The Bertelsmann Stiftung study notes that South Korea was one of several “more centralized countries” that topped their rankings in part because “national coordination efforts proved sensitive to local concerns and were thus carried out with the least friction,” by through local authorities empowered to “find solutions that work at the local level.”
By leveraging a centralized but flexible system, the government was able to establish regional centers for disease control and prevention and rush resources, health-care workers, and public-health officials to areas reeling from surges in cases. The government’s Central Disaster and Safety Countermeasures Headquarters—led by the prime minister and established in February 2020—held daily high-level meetings during acute periods of the pandemic to coordinate disaster response across central-government ministries and 17 provinces and major cities.
Notably, many of the countries that have proved most resilient against COVID-19 have been small nations such as New Zealand and the Nordic countries or midsize ones such as South Korea. Maybe this elaborate interplay between national and local systems is easier to pull off in such countries than in larger, more complex, and more diverse ones like the United States. A study of 116 national responses to the pandemic by the Lowy Institute in Australia last year found that countries with populations of fewer than 10 million people “proved more agile than the majority of their larger counterparts.” It’s just one example of how traditional measures of national power—military spending, population size, gross domestic product—don’t necessarily translate into resilience.
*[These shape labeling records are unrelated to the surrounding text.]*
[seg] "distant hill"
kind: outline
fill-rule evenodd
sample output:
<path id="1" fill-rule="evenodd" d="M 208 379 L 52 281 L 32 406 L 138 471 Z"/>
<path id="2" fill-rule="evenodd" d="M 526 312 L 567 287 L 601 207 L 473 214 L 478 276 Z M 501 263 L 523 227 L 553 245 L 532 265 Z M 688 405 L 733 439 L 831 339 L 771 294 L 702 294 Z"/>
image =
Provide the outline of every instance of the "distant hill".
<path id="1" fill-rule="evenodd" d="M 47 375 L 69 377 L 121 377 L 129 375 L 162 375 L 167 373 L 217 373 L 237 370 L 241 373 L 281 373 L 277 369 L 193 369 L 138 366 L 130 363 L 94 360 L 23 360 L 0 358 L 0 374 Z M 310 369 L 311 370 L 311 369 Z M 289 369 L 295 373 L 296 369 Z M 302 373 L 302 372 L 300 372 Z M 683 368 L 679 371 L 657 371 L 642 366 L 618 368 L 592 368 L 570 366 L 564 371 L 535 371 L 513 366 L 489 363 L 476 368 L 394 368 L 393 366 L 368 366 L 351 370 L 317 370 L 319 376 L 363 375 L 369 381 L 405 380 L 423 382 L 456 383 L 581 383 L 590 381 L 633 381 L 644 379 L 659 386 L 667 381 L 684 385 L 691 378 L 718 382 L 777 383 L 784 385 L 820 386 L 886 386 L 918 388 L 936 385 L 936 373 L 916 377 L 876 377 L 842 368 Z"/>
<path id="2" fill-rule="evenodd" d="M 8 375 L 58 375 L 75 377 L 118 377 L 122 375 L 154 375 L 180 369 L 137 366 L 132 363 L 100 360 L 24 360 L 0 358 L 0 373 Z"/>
7. Recognize that no country can cope with shock entirely on its own.
South Korea’s commitment to continuous learning, scientific expertise, and following the data extended not just to assessments of its own performance during the pandemic but also to assimilating insights from other countries grappling with the same challenges.
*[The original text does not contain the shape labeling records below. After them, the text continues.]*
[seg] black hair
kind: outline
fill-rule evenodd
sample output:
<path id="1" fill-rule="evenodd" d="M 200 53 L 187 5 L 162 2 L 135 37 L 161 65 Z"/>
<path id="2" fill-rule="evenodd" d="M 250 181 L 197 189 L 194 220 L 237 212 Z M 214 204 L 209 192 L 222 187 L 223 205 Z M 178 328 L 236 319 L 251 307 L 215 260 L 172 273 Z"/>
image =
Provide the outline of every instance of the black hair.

Resilient countries don’t “go it alone,” Grossman explained; instead, they “navigate toward and share resources”; understand that their “own well-being is interdependent with, and contingent upon, the well-being of the rest of the world”; and act to “reinforce the reciprocal relations that underwrite this recognition.”
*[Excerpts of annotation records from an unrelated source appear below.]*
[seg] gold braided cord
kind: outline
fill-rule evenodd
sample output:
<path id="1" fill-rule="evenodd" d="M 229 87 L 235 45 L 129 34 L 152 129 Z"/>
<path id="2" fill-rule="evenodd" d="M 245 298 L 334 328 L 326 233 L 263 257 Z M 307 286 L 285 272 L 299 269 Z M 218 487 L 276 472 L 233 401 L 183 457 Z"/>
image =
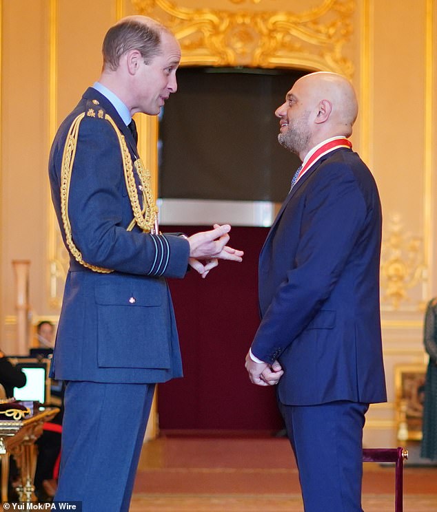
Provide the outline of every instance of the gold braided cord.
<path id="1" fill-rule="evenodd" d="M 94 272 L 108 274 L 113 270 L 103 267 L 99 267 L 95 265 L 91 265 L 83 261 L 81 251 L 77 248 L 74 242 L 71 231 L 71 224 L 68 218 L 68 198 L 70 195 L 70 184 L 71 176 L 76 156 L 76 149 L 77 147 L 77 140 L 79 138 L 79 128 L 81 122 L 85 117 L 85 113 L 78 116 L 72 122 L 64 146 L 63 154 L 62 156 L 62 164 L 61 169 L 61 214 L 62 223 L 65 233 L 65 241 L 70 252 L 74 257 L 77 262 L 87 268 L 90 268 Z M 155 218 L 158 212 L 154 201 L 151 187 L 150 173 L 145 169 L 141 160 L 135 162 L 135 168 L 139 178 L 140 182 L 143 187 L 143 209 L 141 208 L 138 198 L 138 191 L 135 178 L 134 176 L 132 158 L 124 136 L 121 133 L 111 117 L 105 116 L 105 119 L 110 122 L 114 128 L 121 150 L 121 156 L 123 160 L 123 167 L 125 175 L 125 181 L 128 189 L 128 194 L 130 200 L 130 204 L 134 213 L 134 218 L 128 226 L 128 231 L 133 229 L 135 224 L 143 230 L 145 233 L 149 233 L 154 225 Z"/>
<path id="2" fill-rule="evenodd" d="M 103 274 L 109 274 L 112 272 L 108 268 L 103 268 L 94 265 L 90 265 L 83 261 L 82 253 L 76 247 L 73 242 L 73 237 L 71 232 L 71 224 L 68 218 L 68 197 L 70 195 L 70 183 L 71 182 L 71 175 L 74 163 L 74 157 L 76 156 L 76 148 L 77 147 L 77 139 L 79 137 L 79 127 L 81 121 L 85 117 L 85 114 L 81 114 L 72 122 L 70 127 L 70 130 L 67 134 L 65 145 L 63 148 L 63 154 L 62 156 L 62 164 L 61 167 L 61 215 L 62 217 L 62 224 L 65 233 L 65 241 L 68 246 L 70 252 L 73 255 L 77 262 L 87 268 L 90 268 L 94 272 L 100 272 Z"/>
<path id="3" fill-rule="evenodd" d="M 144 206 L 141 209 L 138 198 L 138 190 L 136 189 L 136 183 L 135 182 L 135 177 L 134 176 L 132 160 L 124 136 L 121 134 L 110 116 L 106 114 L 105 118 L 111 123 L 115 130 L 115 133 L 117 134 L 119 138 L 120 149 L 121 150 L 126 188 L 128 189 L 128 194 L 134 213 L 134 219 L 129 227 L 132 229 L 135 224 L 136 224 L 143 231 L 150 233 L 154 226 L 155 219 L 158 213 L 158 209 L 155 205 L 152 193 L 150 173 L 145 169 L 143 162 L 139 158 L 135 161 L 135 169 L 136 169 L 136 173 L 138 173 L 140 183 L 143 188 Z"/>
South Korea has not been perfect on this score. Kalinowski and Rhyu write that the government has remained “inward-looking” during the pandemic, showing a willingness to promote South Korea’s successes against COVID-19 to the world but “less interest in coordinating actions with international partners.”
Nevertheless, the government has established travel bubbles with nearby countries and shared its COVID-19 knowledge, testing kits, and anonymized patient data with other countries and international organizations, while launching the Group of Friends of Solidarity for Global Health Security at the United Nations as a platform for countries to exchange lessons from their responses to the virus and other public-health challenges.
The specific factors that have enabled South Korea to be resilient to COVID-19—its post-MERS crisis-management system, for instance—may not help it respond resiliently to other systemic threats; South Korea performed less well on Bertelsmann Stiftung’s assessments of economic, welfare-state, and democratic resilience during the coronavirus crisis.
Now that the Omicron variant is generating a substantial wave of new COVID cases in South Korea, this might also seem like an odd time to be singling out the country as a model. But the government is once again adapting, for example by ditching its celebrated pandemic playbook for a new one that focuses resources on the most at-risk COVID patients.
And, crucially, resilience is not the absence of failure. It is, instead, failure with grace, followed by robust recovery. For two years we’ve sought out neat success stories in the struggle with COVID. The real trick is managing vulnerabilities to avoid surrendering to shock.